Credit: Reuters/Sana/Handout
By Khaled Yacoub Oweis
AMMAN |
Tue Aug 30, 2011 11:24pm EDT
AMMAN (Reuters) - Syrian troops backed by tanks raided houses looking for activists in two main districts of the city of Hama on Wednesday, residents said.
Syrian authorities said the army had withdrawn from Hama this month after a 10-day assault to crush pro-democracy protests against the rule of President Bashar al-Assad, who has sent the military to numerous towns and cities across the country to crush the five-months of street protests.
"Several light tanks and tens of small and big buses parked at Al-Hadid bridge at the eastern entrance of Hama. Hundreds of troops then went on foot into al-Qusour and Hamdiya neighborhoods. The sound of gunfire is being heard," Abdelrahman, a local activist, told Reuters by phone.
"These neighbourhoods have been among the most active in staging protests," he added.
Another resident said Toyota pick-up trucks mounted with machineguns and buses full of troops also assembled overnight near al-Dahiriya district at the northern entrance of Hama, 205 km (130 miles) north of the capital Damascus.
Hama, on an ancient agricultural plain on the Orontes River, was scene of a 1982 massacre by the military. The city saw some of the largest protests in the current uprising.
Tanks and troops entered the city of 700,000 on the eve of the Muslim fasting month of Ramadan on July 31 and according to an activist group killed 130 civilians in the first day of the attack alone.
Troops withdrew after 10 days though and residents reported a resumption of protests, encouraged, like elsewhere in Syria, by the overthrow of Muammar Gaddafi in Libya, with whom Assad had close ties, and increased international pressure on the government.
Assad, from Syria's minority Alawite sect, has repeatedly said he is using legitimate force to defeat what he says is a foreign plot to divide Syria.
State television aired an audio recording on Tuesday of what it said were two terrorists. It said the tape revealed "a full agenda of provocation and targeting police and army camps and terrorizing peaceful citizens in the name of freedom and non-violence."
Foreign media were expelled from Syria after the uprising began in March, making verification of reports difficult.

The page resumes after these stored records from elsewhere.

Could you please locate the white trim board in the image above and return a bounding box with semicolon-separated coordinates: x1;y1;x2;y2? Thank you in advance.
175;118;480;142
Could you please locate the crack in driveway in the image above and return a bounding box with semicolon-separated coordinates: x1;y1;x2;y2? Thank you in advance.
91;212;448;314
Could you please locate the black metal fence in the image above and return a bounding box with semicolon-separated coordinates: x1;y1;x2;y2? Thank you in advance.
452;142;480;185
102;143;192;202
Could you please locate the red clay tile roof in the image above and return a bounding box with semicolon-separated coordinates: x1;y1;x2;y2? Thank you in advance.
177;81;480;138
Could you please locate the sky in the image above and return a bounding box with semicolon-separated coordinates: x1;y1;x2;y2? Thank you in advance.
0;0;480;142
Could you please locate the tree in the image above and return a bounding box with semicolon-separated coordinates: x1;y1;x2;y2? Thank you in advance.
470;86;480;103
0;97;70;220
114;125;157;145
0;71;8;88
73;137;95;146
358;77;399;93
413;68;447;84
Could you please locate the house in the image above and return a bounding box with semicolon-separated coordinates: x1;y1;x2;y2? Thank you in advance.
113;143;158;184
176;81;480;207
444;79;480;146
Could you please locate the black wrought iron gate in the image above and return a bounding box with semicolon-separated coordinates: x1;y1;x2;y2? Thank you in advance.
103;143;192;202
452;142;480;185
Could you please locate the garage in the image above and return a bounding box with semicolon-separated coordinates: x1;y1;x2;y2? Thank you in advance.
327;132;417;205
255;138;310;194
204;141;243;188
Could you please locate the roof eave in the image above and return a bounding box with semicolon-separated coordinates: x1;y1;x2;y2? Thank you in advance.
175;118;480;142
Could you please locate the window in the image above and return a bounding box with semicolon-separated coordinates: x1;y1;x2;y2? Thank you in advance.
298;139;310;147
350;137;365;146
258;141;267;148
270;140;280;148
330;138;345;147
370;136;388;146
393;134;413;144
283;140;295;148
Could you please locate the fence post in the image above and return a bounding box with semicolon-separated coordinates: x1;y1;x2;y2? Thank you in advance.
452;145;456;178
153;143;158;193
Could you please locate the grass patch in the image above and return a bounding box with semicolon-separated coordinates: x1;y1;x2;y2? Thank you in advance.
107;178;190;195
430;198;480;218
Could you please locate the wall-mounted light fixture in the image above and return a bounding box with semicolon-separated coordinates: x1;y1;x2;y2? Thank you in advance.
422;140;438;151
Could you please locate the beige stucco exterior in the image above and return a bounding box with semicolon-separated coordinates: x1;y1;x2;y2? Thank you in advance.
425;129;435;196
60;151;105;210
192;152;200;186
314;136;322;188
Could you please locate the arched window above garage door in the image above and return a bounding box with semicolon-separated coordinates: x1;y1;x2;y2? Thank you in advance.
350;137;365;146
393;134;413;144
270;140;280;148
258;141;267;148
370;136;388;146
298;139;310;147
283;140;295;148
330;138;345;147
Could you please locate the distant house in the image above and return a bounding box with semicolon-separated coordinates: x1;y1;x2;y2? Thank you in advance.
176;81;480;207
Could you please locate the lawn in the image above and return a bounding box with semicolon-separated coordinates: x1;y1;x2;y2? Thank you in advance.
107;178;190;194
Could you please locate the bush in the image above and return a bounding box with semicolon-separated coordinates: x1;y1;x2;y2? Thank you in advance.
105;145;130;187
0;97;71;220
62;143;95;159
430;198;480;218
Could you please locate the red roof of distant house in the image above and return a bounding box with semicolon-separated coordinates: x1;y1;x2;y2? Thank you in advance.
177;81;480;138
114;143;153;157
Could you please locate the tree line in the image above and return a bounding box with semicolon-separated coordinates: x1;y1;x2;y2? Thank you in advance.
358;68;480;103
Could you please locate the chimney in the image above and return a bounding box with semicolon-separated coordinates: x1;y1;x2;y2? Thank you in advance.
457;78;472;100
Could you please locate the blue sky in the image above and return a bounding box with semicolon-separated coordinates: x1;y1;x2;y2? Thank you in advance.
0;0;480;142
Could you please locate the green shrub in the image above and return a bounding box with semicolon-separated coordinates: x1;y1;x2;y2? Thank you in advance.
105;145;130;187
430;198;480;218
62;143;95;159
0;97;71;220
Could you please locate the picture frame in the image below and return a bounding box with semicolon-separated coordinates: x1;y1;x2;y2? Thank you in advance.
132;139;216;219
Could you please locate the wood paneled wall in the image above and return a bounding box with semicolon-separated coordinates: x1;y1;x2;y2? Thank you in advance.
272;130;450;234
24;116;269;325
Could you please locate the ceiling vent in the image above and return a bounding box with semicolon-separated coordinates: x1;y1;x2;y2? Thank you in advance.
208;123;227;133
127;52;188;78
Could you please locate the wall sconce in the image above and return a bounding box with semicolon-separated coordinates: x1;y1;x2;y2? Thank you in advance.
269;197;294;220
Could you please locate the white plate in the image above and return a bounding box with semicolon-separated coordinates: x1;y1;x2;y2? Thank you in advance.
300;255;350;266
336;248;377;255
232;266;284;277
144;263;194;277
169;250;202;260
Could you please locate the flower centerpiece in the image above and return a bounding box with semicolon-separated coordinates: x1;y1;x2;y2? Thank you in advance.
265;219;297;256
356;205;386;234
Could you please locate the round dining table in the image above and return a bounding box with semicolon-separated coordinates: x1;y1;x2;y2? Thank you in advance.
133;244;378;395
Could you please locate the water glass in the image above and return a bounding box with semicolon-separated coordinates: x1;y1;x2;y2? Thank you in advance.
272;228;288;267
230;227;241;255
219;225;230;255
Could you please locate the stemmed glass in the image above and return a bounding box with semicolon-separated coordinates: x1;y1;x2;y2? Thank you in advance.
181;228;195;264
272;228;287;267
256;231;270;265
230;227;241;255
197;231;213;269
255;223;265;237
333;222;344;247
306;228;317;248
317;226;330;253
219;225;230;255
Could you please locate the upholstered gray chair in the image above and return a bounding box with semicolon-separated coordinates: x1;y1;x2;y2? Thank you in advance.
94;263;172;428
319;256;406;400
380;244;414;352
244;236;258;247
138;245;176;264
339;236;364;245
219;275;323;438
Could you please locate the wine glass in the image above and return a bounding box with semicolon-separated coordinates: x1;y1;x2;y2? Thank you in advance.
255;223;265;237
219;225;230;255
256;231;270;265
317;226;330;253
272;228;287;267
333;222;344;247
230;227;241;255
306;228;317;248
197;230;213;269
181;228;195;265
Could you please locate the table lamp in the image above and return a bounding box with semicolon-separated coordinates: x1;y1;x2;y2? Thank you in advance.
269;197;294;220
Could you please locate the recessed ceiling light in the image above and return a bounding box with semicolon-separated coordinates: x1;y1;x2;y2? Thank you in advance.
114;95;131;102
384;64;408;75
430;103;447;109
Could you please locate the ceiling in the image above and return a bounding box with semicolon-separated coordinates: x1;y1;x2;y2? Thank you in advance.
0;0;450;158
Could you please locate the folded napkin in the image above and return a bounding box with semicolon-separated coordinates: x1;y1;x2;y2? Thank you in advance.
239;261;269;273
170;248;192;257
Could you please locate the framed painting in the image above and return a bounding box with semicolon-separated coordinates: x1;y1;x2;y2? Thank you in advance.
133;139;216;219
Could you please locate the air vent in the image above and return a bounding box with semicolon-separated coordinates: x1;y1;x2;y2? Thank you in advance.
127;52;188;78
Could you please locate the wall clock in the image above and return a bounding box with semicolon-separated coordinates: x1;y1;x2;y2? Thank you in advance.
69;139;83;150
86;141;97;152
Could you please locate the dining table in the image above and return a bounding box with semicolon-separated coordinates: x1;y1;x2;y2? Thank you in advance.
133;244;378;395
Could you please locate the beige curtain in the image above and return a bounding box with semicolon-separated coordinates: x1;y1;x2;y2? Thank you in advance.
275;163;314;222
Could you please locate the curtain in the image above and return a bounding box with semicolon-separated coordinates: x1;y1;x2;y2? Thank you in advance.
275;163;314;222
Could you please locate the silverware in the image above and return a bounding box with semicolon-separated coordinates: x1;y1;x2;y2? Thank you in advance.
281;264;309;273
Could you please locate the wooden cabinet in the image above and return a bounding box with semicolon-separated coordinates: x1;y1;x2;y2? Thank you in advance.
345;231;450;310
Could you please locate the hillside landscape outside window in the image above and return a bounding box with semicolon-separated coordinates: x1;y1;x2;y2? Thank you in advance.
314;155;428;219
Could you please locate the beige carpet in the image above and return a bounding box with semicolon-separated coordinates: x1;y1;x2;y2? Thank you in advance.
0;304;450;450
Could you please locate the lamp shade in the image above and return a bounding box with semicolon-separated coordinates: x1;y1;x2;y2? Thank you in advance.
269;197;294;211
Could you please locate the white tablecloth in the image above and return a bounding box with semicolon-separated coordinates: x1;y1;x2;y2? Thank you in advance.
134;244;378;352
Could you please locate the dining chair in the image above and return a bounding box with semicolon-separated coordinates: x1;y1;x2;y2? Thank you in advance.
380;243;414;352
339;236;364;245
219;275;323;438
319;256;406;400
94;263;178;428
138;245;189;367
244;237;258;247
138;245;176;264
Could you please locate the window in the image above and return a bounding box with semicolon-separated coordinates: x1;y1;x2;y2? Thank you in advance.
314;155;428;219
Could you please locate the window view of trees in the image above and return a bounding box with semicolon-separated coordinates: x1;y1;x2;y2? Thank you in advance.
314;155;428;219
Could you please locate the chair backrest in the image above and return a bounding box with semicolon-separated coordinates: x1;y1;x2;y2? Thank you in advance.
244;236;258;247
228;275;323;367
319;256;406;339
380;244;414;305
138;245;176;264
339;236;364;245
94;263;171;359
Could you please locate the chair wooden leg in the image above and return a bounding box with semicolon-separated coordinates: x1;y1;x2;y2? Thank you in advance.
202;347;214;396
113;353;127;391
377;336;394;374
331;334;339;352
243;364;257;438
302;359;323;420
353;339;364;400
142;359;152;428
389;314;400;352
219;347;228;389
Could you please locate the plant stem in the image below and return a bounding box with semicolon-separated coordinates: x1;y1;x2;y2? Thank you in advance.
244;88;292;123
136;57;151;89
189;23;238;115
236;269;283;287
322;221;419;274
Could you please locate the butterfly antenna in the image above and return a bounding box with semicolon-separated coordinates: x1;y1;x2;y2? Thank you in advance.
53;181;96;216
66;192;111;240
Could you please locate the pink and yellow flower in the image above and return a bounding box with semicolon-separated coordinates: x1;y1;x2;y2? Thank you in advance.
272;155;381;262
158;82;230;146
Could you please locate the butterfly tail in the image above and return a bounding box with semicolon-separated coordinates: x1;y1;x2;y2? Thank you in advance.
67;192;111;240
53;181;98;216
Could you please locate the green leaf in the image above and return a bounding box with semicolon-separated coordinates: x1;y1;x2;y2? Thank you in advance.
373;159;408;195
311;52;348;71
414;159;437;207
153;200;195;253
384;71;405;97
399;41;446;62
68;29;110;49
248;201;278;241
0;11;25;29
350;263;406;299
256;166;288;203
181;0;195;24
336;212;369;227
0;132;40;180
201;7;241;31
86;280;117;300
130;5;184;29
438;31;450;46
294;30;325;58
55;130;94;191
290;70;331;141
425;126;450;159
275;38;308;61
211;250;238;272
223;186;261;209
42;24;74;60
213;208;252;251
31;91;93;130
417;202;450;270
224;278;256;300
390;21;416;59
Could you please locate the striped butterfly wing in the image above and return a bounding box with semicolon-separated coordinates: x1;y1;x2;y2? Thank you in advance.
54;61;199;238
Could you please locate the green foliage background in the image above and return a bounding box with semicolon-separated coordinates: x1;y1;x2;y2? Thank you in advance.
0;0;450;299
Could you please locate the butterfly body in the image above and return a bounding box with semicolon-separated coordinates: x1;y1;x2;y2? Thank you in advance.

In the northwestern province of Idlib on the border with Turkey, troops shot dead one villager, Hazem al-Shihadi at a checkpoint overnight near the town of Kfaruma where there has been increased army defections, activists said.
Demonstrations broke out across the country on Tuesday after prayers to mark the end of Ramadan, notably in Damascus suburbs, the city of Homs, 165 km (100 miles to the north) and the northwestern province of Idlib, activists and residents said, adding that security forces shot dead four demonstrators in the southern Deraa province, who included a 13-year-old boy.
"The people want the downfall of the president," protesters shouted in the Damascus suburb of Harasta, where activists said dozens of soldiers defected at the weekend after refusing to shoot at the crowds.
The Obama administration froze the U.S. assets of Foreign Minister Walid al-Moualem and two other Syrian officials on Tuesday in response to the crackdown.
Opposition figures in Syria see international pressure as crucial to stripping Assad of legitimacy and in helping raise the momentum of protests.
In a report published on Tuesday, the Syrian Revolution Coordinating Union grassroots activists' group said Assad's forces killed 551 people during the month of Ramadan.